同等と平等は違う。人間は、人間として平等である。しかし、人間には個性があり、同じ人間はいない。人間は、生き物として平等である。しかし、人間の肉体は、同じではない。皆、違う。必然的に身体的能力も違う。人間は生きることにおいて平等である。しかし、人間が生きている環境は同じではない。皆、違う。また、人間が必要としているものの量も質も同じではない。人間は、対象を認識することにおいて平等である。しかし、認識の仕方は、同じではない。人間が何を信じ、何を好むかは、同じではない。
人間は、食べなければ生きていけない。しかし、何を食べるかは、同じではない。好き嫌いがある。食べる量も違う。食べ物に対する良くも、執着心も違う。
人は、恋をする。しかし、恋をする相手も趣味も違う。人は、何かを信じなければ生きていけない。しかし、信じるものが、金か、神か、国か、権力か、それは同じではない。平等と同等とは違う。
人間は、存在において平等である。しかし、人間の認識は同じではない。
差を付けることが悪いのではない。差というのは、社会における自己の位置付けや働き、関係を認識する上で不可欠な要素である。ただ、その差が不合理な根拠にのっかていて、解消することが不可能な場合が問題なのである。
不合理な理由というのは、例えば、人種、階級、民族、性別、家柄と言った事柄である。
また、その差が、自分が生きている内に解消することがほとんど不可能である場合は、社会的にも、経済的にも、いろいろな問題を引き起こす。
逆に、極端な同等主義は、経済の活力を喪失させる。経済的位置エネルギーが失われるからである。丁度、熱力学におけるエントロピーのようなものである。
市場に、経営主体が、散在している状態が望ましいのである。つまり、コロイド状態がいいのである。市場の規模や次元に応じて適正な規模の経営主体が、適正な数、市場に存在することが前提なのである。経営主体が凝固している状態は、市場の機能が低下している状態である。公正であるか否かは、力関係の問題である。
経済的な構造の全体は、経済を構成する個々の要素の経済的な位置、経済的な働き、経済的関係から成り立っている。この様な位置と働きと関係から生み出される格差は、経済を有効に機能させるための前提条件でもある。
問題は、経済の構造を破壊してしまうような偏りである。そして、この様な偏りを生み出す構造的な格差である。つまり、格差は、構造を有効に機能させる前提であるだけに、健全な構造を歪めるような構造的な格差が危険なのである。

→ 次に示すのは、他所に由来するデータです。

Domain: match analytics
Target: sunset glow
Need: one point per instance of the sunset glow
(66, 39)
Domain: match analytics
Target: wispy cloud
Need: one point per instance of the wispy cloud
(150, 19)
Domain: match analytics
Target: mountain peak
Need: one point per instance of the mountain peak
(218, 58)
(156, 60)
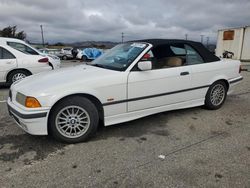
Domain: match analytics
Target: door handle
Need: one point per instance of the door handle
(184, 73)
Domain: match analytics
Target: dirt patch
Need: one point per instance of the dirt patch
(23, 144)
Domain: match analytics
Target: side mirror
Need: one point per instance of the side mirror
(145, 65)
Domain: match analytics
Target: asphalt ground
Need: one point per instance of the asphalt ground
(184, 148)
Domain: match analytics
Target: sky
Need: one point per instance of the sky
(105, 20)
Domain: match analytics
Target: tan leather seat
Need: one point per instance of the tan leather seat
(174, 62)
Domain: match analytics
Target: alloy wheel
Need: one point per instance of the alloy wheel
(72, 121)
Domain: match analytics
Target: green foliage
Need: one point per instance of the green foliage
(11, 32)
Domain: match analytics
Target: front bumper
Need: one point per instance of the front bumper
(34, 123)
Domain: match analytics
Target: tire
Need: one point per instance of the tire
(66, 126)
(216, 95)
(17, 75)
(84, 58)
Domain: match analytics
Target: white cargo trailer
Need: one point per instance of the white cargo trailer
(235, 40)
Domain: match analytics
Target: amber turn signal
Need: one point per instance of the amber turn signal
(32, 102)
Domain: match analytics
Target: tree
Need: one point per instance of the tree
(10, 31)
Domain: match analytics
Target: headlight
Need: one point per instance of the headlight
(29, 102)
(32, 102)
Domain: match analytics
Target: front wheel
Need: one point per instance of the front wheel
(73, 120)
(84, 58)
(216, 95)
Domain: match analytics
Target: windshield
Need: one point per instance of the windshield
(120, 57)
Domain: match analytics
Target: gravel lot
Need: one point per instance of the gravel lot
(201, 148)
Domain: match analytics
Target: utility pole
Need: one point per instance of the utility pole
(42, 34)
(207, 41)
(122, 37)
(202, 38)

経済的な場は、人的な場、物的な場、貨幣的な場からなる。そして、これらの場を結び付けているのが、経営材主体である。経営主体は、基本的に、共同体と個人である。共同体には、家族、企業、国家がある。そして、貨幣経済では、貨幣を媒体として財の分配が行われる。その前提は、貨幣の分配であり、それは、共同体内部で労働に対して行われるものと市場において財との取引によって行われるものの二つがある。この二つの場が有機的に組み合わされることによって経済の仕組みは形成される。
その根底には、所有の概念がある。所有の概念は、所得と消費と貯蓄に結びつく。この所得と消費と貯蓄に偏向が生じると経済の仕組みに歪みが生じる。経済の仕組みの歪みは、極端な格差として現れる。

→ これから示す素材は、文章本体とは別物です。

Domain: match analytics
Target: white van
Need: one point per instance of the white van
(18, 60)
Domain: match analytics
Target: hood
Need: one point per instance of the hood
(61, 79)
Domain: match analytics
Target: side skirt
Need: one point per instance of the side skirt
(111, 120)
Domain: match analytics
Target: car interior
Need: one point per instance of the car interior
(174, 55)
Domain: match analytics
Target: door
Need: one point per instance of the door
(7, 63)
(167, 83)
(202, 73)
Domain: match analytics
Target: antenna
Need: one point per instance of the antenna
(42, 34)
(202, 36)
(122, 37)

経済の仕組みに歪みを与えるような偏りは、主として貨幣制度や貨幣市場の偏りによる。それは、物的市場や人的市場の働きが貨幣市場に、又は、貨幣制度に有効に反映していないことの証拠である。
資産の社会的遍在や通貨の過剰流動性、負債と資産価値の不均衡から生じる不良債権問題、これらは、貨幣制度の歪みが生み出したものである。そして、その根底にあるのは、会計制度や法制度(商法や会社法、証券取締法等)、金融制度、為替制度、税制と言った制度的歪みである。また、市場の歪みである。
この様な制度、また、市場の歪みを是正するのが、所得の再分配構造なのである。
極端な格差は、経済の構造を分裂してしまう。つまり、構造内部に亀裂を作り出し、相互の交流が阻害されるような状況をつくの出す。

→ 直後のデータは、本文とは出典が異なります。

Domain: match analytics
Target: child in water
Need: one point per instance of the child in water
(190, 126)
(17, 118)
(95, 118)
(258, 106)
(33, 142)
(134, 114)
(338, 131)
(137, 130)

極端な場合、二極に分裂させてしまう。また、幾つかの階層を形成する場合もある。
サブ・プライム問題においても問題が発生したのは、高所得者層と低所得者層である。重要なのは、健全な部分は、中間にあり、その中間の層が薄くなってきたことなのである。中間層は、比較的健全なのである。つまり、格差の拡大による社会の分裂が市場を引き裂いているのである。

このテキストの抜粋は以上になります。